Tell your own story. Tell other stories that you know. Tell them without twisting the "I did it BETTER." Knife.
You're at someone's house and you hear that "Oh, you can't deliver a 9-pounder vaginally!" You say, "Hey, I had a 10-pounder and it wasn''t so bad! I didn't even need stitches! I think it's because I stayed upright in labor - I read someplace that squatting opens your pelvis up 40% more!"
The birth story on MDC where someone says they "needed" a c-section?
I still think the only answer to that is "What a beautiful baby! Heal fast and enjoy your babymoon!"
Further hypothetical: Someone on Birth and Beyond posts a question about delivering big babies. The *same* person mentioned above, who posted their birth story about the "necessary" section that you doubt was so necessary, posts to it, saying "Oh, my baby was 9 pounds and I just didn't progress for 6 hours...."

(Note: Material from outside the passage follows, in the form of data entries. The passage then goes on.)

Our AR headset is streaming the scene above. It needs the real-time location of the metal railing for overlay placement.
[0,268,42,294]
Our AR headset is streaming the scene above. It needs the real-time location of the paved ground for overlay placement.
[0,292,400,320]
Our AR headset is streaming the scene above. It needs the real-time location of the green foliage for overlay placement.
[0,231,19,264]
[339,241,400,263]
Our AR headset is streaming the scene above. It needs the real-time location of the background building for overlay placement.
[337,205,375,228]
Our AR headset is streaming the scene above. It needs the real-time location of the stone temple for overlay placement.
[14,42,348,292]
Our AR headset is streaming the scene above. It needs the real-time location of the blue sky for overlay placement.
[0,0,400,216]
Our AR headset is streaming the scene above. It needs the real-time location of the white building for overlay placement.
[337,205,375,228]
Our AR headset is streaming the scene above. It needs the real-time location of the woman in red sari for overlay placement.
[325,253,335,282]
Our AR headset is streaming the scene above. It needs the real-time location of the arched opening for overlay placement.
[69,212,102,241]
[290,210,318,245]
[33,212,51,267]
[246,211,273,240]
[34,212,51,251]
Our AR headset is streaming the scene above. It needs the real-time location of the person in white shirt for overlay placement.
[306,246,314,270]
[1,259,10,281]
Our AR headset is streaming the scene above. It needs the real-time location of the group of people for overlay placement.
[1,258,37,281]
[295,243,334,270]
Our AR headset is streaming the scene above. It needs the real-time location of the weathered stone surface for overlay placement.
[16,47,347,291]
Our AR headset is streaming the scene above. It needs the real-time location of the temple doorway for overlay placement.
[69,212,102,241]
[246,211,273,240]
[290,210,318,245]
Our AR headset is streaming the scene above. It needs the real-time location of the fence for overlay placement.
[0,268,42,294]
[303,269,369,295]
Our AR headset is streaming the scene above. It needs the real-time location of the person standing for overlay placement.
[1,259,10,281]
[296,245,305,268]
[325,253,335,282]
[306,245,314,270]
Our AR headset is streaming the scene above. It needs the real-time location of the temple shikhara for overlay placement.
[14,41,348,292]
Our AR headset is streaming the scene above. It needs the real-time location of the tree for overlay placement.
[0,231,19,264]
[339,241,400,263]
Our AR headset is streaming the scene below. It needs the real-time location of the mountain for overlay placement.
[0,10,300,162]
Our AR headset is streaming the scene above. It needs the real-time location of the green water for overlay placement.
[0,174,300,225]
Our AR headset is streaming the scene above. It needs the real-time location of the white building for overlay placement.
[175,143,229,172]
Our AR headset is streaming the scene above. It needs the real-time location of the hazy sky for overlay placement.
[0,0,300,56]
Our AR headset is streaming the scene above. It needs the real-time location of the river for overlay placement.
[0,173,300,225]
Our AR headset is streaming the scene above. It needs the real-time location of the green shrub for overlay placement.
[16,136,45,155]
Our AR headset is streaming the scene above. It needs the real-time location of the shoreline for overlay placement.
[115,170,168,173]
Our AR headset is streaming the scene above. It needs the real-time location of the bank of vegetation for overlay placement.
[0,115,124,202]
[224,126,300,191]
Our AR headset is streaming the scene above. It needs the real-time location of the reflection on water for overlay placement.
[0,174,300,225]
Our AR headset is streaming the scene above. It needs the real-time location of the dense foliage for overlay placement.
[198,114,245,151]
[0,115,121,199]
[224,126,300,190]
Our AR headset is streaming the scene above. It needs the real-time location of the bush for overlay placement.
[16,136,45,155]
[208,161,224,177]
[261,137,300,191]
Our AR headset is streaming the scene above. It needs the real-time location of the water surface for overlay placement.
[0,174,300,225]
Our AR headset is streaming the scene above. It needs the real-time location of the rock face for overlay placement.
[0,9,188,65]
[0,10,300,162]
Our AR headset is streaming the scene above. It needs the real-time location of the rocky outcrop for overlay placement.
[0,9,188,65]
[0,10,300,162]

There, in a general discussion, you *do* share your experience and knowlege again. Don't quote the person to imply they're wrong. Don't use them as an example. But respond to the OP with your own experience. Build a library of *other* viewpoints for those future googlers to read. Don't judge, don't comment, just share your own testimony. Or if you want, refer to those alternate, NCB-supporting Authoritative Voices. "The one centimeter per hour rule is really quite arbitrary - women dilate at different rates, for example..."
But no, a sensitive, hormonal new mother who is still trying to find her way and get her bearings and establish breastfeeding does NOT need her birth story greeted with all the ways she screwed up. No way, no how.